Hugh Jackson, a former newspaper editor who tracks Nevada politics on the Las Vegas Gleaner blog, says Angle’s efforts to avoid local reporters has probably been welcomed by local television stations.

“They’ve had loads of fun and garnered national attention showing clips of Angle scurrying away from their pesky cameras,” Jackson told me in an e-mail. “That’s a much easier story to tell then, say, examining whether corporations are sitting on $1.4 trillion in cash and not hiring people because they’re afraid of the government, as Angle contends, or if in fact corporations simply aren’t hiring because there isn’t any consumer demand for their goods and services.
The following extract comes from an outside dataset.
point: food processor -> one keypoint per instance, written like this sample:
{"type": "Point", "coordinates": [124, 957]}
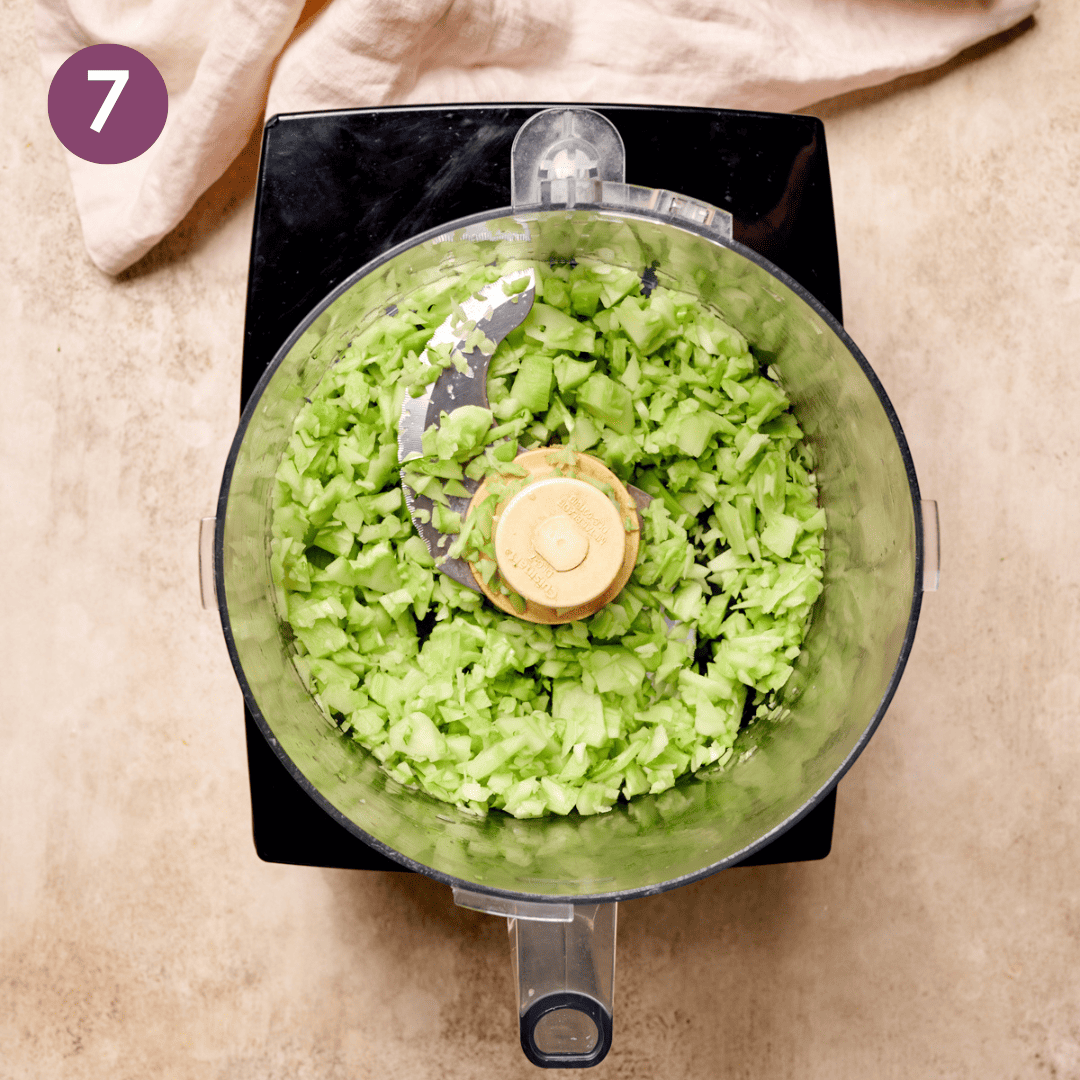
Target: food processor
{"type": "Point", "coordinates": [558, 879]}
“To do that story, stations would have to give an experienced, informed and economically literate reporter, assuming they had one, time and resources,” he continued. “Footage of Angle silently and obliviously darting into a waiting SUV is not only a cheaper and simpler story, but much better TV.”

Hagar, of the Reno Gazette-Journal, has been one of the few members of the Fourth Estate in Nevada to get an interview with Angle since she won the primary. He did it by walking up to her house and knocking on the door. “If I hadn’t done that, I’m not sure I would have gotten it,” he said.

“When you meet Sharron, she’s a very nice lady,” Hagar said. “She’s kind of soft-spoken, doesn’t seem threatening at all. I think people like her. But I don’t think that comes across when you have to win or lose on TV.”

Kelly Scott, who edits political coverage for the Gazette-Journal, says journalists in Nevada will find a way to give voters what they need even if Angle won’t talk with them. Journalists can still track down her voting record in the legislature, talk with people who have worked with her, and review past articles to see what she’s said and done about various issues.

Angle took a few questions from reporters on Monday following a speech before the Nevada Republican Men’s Club. But first she poked fun at the media when she momentarily lost her voice and breath during her speech. “I’ve been running from the press so much,” she joked, according to an account in the Las Vegas Review-Journal.

Damore, the political science professor, said he suspects Angle will eventually open up to local reporters in Nevada, after she’s raised more money and put her campaign staff together. But he said it may be too late.

Damore said undecided voters “aren’t going to go to blogs and more specialized media outlets. They see the local TV broadcasts and newspapers. The narrative is being built with or without her.”